Y es que si algo llama la atención de El legado de Bourne es el menor peso de las espectaculares secuencias de acción marca de la casa, principal motivo del éxito masivo, a que engañarse, de las dirigidas por Greengrass. De hecho, cuando los caminos de ambos protagonistas se encuentran, ya muy avanzado el metraje, tan sólo se han producido algunas escaramuzas aisladas y un tiroteo en un laboratorio de máxima seguridad que, por su excepcional dramatismo y verosimilitud, es desde ya uno de los momentos cinematográficos del año.
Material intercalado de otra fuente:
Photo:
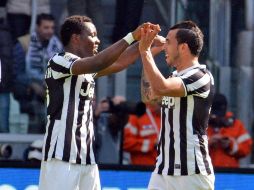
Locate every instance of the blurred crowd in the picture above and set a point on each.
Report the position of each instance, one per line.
(126, 132)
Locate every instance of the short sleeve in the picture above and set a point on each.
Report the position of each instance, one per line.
(197, 82)
(60, 65)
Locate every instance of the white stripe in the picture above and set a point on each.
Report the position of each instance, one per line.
(60, 60)
(190, 140)
(92, 157)
(55, 132)
(199, 156)
(159, 158)
(176, 127)
(84, 131)
(243, 138)
(208, 158)
(45, 138)
(61, 135)
(190, 73)
(74, 150)
(199, 83)
(166, 146)
(58, 75)
(203, 94)
(145, 146)
(235, 146)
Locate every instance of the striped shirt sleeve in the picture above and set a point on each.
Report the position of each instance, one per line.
(197, 83)
(61, 64)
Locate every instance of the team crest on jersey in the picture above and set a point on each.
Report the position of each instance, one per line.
(168, 102)
(87, 91)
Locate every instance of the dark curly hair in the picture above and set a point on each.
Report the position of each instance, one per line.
(73, 25)
(188, 32)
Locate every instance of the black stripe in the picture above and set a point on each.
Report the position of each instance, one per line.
(69, 121)
(48, 139)
(56, 97)
(204, 154)
(58, 68)
(161, 166)
(200, 114)
(183, 135)
(193, 78)
(197, 171)
(88, 139)
(171, 144)
(78, 133)
(200, 90)
(54, 152)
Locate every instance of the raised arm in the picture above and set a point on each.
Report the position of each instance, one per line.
(130, 55)
(102, 60)
(108, 56)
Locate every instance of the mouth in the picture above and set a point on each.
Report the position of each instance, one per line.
(95, 50)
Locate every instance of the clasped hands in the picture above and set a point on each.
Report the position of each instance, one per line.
(147, 34)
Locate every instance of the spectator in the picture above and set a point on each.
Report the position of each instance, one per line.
(127, 17)
(112, 117)
(19, 15)
(6, 79)
(229, 141)
(141, 136)
(31, 54)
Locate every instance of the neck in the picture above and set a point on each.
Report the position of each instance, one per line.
(186, 63)
(73, 50)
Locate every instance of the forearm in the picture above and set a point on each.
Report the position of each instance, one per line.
(153, 74)
(100, 61)
(128, 57)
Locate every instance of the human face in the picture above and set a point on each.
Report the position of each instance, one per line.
(46, 29)
(171, 48)
(89, 42)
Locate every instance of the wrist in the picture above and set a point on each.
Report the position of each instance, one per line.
(145, 51)
(129, 38)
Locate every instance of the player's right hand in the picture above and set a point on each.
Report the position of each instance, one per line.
(137, 32)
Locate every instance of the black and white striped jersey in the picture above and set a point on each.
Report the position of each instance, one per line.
(183, 145)
(69, 132)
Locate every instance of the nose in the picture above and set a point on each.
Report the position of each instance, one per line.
(97, 41)
(165, 46)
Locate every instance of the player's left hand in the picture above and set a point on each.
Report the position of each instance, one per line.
(159, 41)
(148, 35)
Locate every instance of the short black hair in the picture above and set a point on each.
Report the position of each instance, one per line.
(73, 25)
(44, 16)
(188, 32)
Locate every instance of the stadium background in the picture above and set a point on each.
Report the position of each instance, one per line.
(228, 26)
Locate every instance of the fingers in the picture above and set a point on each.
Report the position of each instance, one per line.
(147, 28)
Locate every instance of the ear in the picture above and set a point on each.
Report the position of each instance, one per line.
(75, 38)
(185, 47)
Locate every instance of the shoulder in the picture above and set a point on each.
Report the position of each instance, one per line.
(64, 58)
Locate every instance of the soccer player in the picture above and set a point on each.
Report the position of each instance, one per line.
(68, 157)
(186, 97)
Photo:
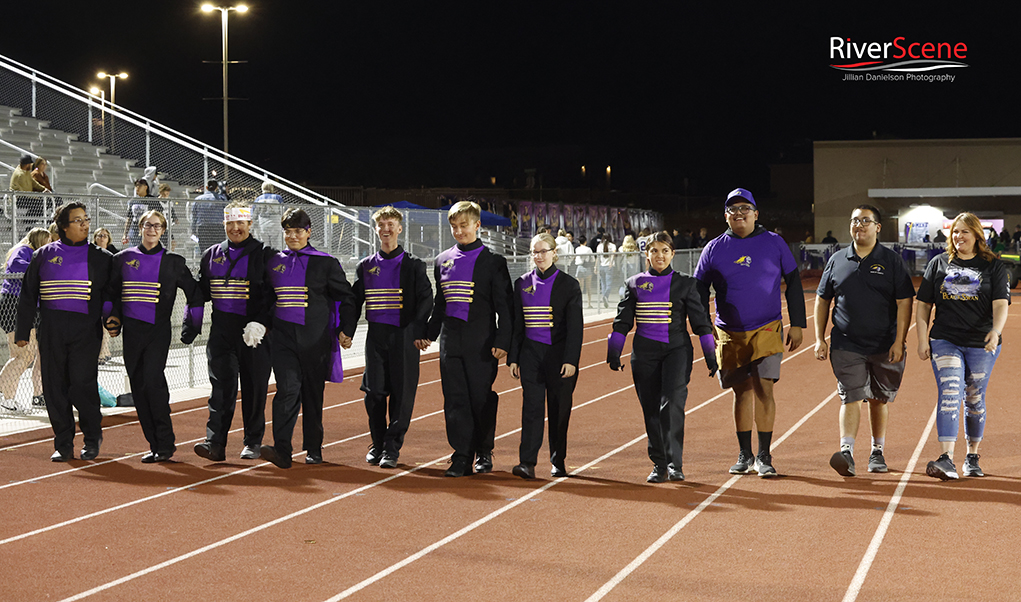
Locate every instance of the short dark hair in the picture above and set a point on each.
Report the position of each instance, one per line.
(875, 211)
(296, 218)
(61, 214)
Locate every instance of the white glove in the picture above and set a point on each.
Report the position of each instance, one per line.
(253, 334)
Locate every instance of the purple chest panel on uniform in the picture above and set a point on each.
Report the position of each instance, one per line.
(63, 278)
(140, 292)
(384, 297)
(229, 294)
(12, 286)
(535, 294)
(652, 306)
(287, 274)
(457, 280)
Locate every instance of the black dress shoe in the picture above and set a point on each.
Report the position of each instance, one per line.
(210, 451)
(659, 474)
(280, 460)
(524, 470)
(389, 460)
(90, 452)
(484, 462)
(458, 467)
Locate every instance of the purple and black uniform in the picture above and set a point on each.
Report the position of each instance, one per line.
(68, 283)
(144, 286)
(311, 304)
(473, 290)
(233, 278)
(398, 298)
(662, 353)
(11, 288)
(547, 333)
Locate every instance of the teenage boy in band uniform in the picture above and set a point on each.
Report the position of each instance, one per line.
(232, 276)
(398, 298)
(745, 265)
(313, 315)
(144, 284)
(67, 280)
(472, 318)
(870, 288)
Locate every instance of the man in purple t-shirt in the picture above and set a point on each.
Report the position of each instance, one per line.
(745, 265)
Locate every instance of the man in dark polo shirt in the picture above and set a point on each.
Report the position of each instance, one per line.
(872, 290)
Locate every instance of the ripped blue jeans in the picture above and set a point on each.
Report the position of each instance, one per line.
(962, 374)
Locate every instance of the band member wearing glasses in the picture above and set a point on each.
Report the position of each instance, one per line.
(145, 284)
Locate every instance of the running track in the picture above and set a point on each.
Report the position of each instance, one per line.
(118, 530)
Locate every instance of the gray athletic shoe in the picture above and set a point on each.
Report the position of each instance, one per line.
(745, 464)
(942, 468)
(764, 463)
(971, 466)
(877, 463)
(843, 463)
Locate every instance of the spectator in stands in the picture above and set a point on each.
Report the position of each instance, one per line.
(608, 251)
(266, 212)
(39, 173)
(565, 249)
(207, 216)
(700, 240)
(17, 262)
(583, 269)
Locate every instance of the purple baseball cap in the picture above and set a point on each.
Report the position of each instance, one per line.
(744, 194)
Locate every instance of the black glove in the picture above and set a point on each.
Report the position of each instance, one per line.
(713, 364)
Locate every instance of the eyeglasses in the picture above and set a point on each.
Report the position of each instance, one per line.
(739, 209)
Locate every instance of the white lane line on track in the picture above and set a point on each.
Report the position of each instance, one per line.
(303, 511)
(219, 477)
(870, 554)
(652, 549)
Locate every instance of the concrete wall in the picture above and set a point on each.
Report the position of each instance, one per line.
(845, 170)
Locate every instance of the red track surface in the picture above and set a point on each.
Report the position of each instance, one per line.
(118, 530)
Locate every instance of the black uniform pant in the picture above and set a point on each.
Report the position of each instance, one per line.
(662, 373)
(542, 386)
(229, 357)
(468, 370)
(146, 348)
(300, 362)
(68, 351)
(391, 369)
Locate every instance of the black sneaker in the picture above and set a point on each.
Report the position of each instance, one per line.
(877, 463)
(942, 468)
(745, 463)
(843, 463)
(971, 466)
(764, 464)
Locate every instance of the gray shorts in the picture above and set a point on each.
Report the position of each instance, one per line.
(764, 367)
(866, 377)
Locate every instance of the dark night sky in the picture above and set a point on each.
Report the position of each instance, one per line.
(440, 94)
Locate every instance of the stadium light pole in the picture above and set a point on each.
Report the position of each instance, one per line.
(224, 10)
(113, 99)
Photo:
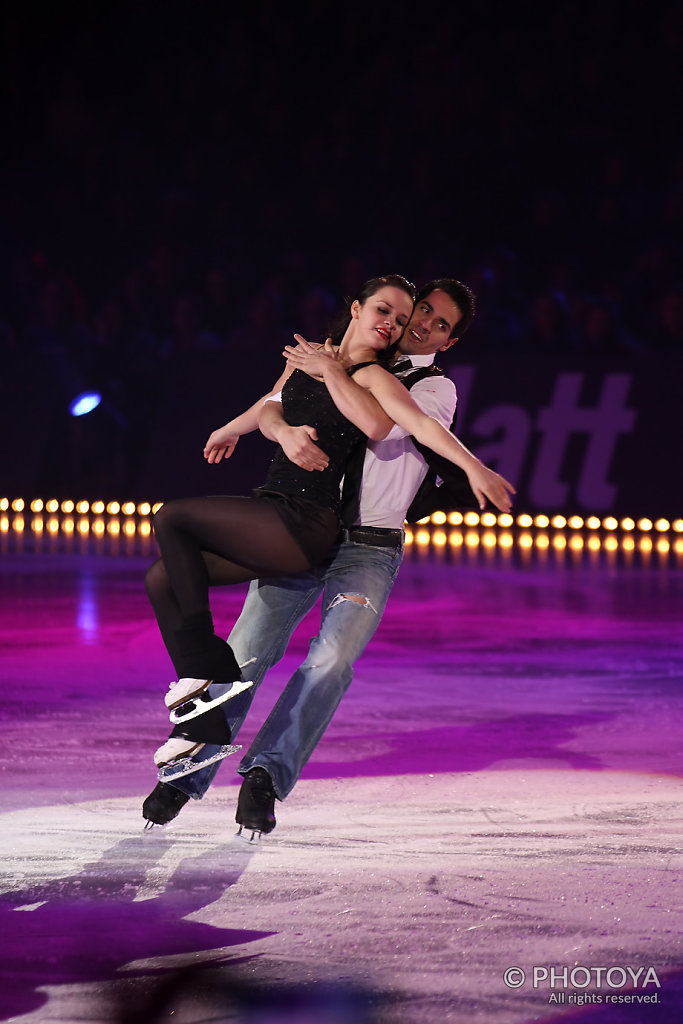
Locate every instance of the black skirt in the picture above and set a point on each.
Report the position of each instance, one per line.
(313, 527)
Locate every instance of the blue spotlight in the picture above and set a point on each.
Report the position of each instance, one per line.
(85, 402)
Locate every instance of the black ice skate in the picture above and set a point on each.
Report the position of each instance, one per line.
(163, 804)
(256, 804)
(188, 697)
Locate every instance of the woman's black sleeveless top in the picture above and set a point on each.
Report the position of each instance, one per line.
(307, 400)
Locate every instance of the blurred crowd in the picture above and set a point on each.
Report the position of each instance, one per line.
(188, 179)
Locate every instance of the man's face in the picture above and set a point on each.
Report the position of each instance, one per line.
(430, 326)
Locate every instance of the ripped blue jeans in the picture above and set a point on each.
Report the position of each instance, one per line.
(354, 583)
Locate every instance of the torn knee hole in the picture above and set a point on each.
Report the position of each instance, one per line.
(354, 599)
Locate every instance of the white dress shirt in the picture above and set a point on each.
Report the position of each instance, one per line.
(393, 468)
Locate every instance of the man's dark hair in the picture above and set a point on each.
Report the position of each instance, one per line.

A partir de aquí, un non-stop incesante que lleva a la pareja de Estados Unidos a Filipinas, con el broche final de la inevitable persecución por las calles de la congestionada Manila, oportunidad para el lucimiento de un Dan Bradley que regresa a la serie que le hizo mundialmente conocido tras su paso por las Bond movies —Quantum of Solace (íd. Marc Forster, 2008)—. Desafortunadamente, el tándem Gilroy-Bradley no termina de acoplarse, y la frenética sucesión de carreras y colisiones deviene lo más impostado de un título con la suficiente entidad propia como para no necesitar de estas concesiones a los seguidores a ultranza de la trilogía Bourne, para los que, en todo caso, me imagino que sabrá a poco. He aquí el quid de la cuestión: El legado de Bourne se ha vendido como algo que no es, y pese a ser bastante mejor de lo que cabía esperar, mucho me temo que no es lo que el gran público esperaba ver. De este trabalenguas no previsto debería derivarse un definitivo descanso del guerrero al final de la escapada, quizá en alguna paradisíaca isla del litoral asiático, pero como casi siempre la taquilla se guarda seguro un as en la manga. ¿Tendremos o no tendremos más Aaron Cross?